A tall young man, a bit paler-faced perhaps than a normal young fellow should be, but otherwise a fine-looking specimen of manhood, sauntered slowly around the corner of the bank, and came to a stop on the curb just abreast the fore end of Thompson’s motor. He took out a cigarette and lighted it with slow, deliberate motions. And as he stood there, gazing with a detached impersonal air at the front of the Summit roadster, there approached him a recruiting sergeant.
“How about joining up this morning?” he inquired briskly.
“Oh, I don’t know,” the young man responded casually. “I hadn’t thought about it.”

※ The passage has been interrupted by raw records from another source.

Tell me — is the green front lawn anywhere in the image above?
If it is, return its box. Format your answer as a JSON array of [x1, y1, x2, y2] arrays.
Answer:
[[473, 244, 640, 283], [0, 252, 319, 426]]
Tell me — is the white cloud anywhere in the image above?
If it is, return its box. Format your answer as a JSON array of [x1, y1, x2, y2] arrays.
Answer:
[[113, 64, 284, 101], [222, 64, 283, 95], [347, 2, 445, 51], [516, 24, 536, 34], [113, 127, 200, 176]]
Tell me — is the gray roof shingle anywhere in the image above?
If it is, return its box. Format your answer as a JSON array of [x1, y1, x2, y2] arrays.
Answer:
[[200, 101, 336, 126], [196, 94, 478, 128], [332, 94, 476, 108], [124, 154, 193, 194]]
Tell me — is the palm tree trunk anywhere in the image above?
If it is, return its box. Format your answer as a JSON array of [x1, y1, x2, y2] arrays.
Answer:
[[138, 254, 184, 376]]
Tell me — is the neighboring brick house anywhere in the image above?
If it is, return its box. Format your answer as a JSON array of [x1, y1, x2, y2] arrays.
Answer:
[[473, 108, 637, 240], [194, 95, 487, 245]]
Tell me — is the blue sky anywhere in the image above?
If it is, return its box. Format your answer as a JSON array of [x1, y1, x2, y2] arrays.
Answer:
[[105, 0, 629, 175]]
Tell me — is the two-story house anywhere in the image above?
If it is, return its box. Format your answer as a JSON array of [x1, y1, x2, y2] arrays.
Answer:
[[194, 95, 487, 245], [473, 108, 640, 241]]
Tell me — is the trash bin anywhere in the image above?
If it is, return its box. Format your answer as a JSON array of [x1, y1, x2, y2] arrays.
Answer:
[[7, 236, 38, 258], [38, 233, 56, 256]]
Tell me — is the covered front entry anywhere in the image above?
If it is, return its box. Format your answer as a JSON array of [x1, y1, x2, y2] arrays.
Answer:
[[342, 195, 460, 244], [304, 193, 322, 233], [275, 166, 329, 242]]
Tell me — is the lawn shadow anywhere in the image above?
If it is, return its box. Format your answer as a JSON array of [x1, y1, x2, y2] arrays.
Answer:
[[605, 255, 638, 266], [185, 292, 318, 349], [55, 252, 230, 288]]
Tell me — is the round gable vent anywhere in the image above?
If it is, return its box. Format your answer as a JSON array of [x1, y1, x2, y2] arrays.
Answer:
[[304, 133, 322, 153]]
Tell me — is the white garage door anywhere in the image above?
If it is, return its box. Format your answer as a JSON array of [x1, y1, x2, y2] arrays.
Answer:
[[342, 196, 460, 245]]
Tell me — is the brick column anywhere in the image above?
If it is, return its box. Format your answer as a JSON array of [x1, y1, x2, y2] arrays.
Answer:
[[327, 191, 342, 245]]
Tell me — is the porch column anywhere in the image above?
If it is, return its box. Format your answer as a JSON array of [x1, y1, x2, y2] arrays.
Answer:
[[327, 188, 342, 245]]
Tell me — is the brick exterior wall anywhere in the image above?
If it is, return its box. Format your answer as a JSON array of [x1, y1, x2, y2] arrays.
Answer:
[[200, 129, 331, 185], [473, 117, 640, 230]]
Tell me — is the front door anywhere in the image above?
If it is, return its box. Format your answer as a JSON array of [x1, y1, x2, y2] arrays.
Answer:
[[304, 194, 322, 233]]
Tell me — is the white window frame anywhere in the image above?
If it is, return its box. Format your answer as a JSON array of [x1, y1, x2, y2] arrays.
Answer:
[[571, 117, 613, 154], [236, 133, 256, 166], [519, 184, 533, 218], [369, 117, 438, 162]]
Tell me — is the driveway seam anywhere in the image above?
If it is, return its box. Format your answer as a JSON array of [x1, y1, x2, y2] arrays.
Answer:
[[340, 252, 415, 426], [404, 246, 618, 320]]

“Every man should be thinking about it,” the sergeant declared. “The army needs men. Now a well-set-up young fellow like you would get on capitally at soldiering. It’s a great life. When we get the Germans whipped every man will be proud to say he had a hand in it. If a man struck you you wouldn’t stand back and let some other fellow do your fighting for you, now would you? More than that, between you and me, it won’t be long before an able-bodied man can’t walk these streets in civvies, without the girls hooting him. It’s a man’s duty to get into this war. Better walk along with me to headquarters and sign on.”

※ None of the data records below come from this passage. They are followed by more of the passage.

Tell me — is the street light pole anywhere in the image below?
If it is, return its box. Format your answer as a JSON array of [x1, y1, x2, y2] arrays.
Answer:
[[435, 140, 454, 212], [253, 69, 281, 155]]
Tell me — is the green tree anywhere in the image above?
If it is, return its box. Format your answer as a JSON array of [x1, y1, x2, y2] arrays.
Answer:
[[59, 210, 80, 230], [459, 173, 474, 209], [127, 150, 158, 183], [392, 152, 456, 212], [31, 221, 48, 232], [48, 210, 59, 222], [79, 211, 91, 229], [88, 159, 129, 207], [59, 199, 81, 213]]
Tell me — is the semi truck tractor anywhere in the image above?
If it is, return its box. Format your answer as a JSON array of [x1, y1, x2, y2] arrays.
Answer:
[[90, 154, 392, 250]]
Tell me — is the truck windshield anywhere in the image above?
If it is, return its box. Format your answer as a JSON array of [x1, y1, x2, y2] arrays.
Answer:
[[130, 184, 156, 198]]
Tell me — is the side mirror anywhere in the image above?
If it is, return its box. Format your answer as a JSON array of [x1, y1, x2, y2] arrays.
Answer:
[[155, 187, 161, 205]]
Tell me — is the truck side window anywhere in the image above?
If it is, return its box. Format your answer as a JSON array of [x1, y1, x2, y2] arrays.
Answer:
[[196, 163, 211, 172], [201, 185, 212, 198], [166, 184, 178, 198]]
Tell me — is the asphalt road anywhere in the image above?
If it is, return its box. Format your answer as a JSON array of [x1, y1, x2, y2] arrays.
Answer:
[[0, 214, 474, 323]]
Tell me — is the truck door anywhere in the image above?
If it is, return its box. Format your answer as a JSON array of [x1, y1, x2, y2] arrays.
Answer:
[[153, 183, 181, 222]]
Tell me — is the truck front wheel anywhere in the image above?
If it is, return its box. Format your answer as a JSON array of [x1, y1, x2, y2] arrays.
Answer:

The young man gazed across the street with the same immobility of expression.
“What’s the inducement?” he asked presently.
The sergeant, taking his cue from this, launched forth upon a glowing description of army life, the pay, the glory, the manifold advantages that would certainly accrue. He painted a rosy picture, a gallant picture. One gathered from his talk that a private in khaki was greater than a captain of industry in civilian clothes. He dwelt upon the brotherhood, the democracy of arms. He spilled forth a lot of the buncombe that is swallowed by those who do not know from bitter experience that war, at best, is a ghastly job in its modern phases, a thing that the common man may be constrained to undertake if need arises, but which brings him little pleasure and less glory—beyond the consciousness that he has played his part as a man should.
The young man heard the recruiting sergeant to an end. And when that worthy had finished he found fixed steadily upon him a pair of coldly speculative gray-green eyes.
“How long have you been in the army?” he asked.
“About eighteen months,” the sergeant stated.
“Have you been over there?”
“No,” the sergeant admitted. “I expect to go soon, but for the present I’m detailed to recruiting.”
The young man had a flower in the lapel of his coat. He removed it, the flower, and thrust the lapel in the sergeant’s face. The flower had concealed a bronze button.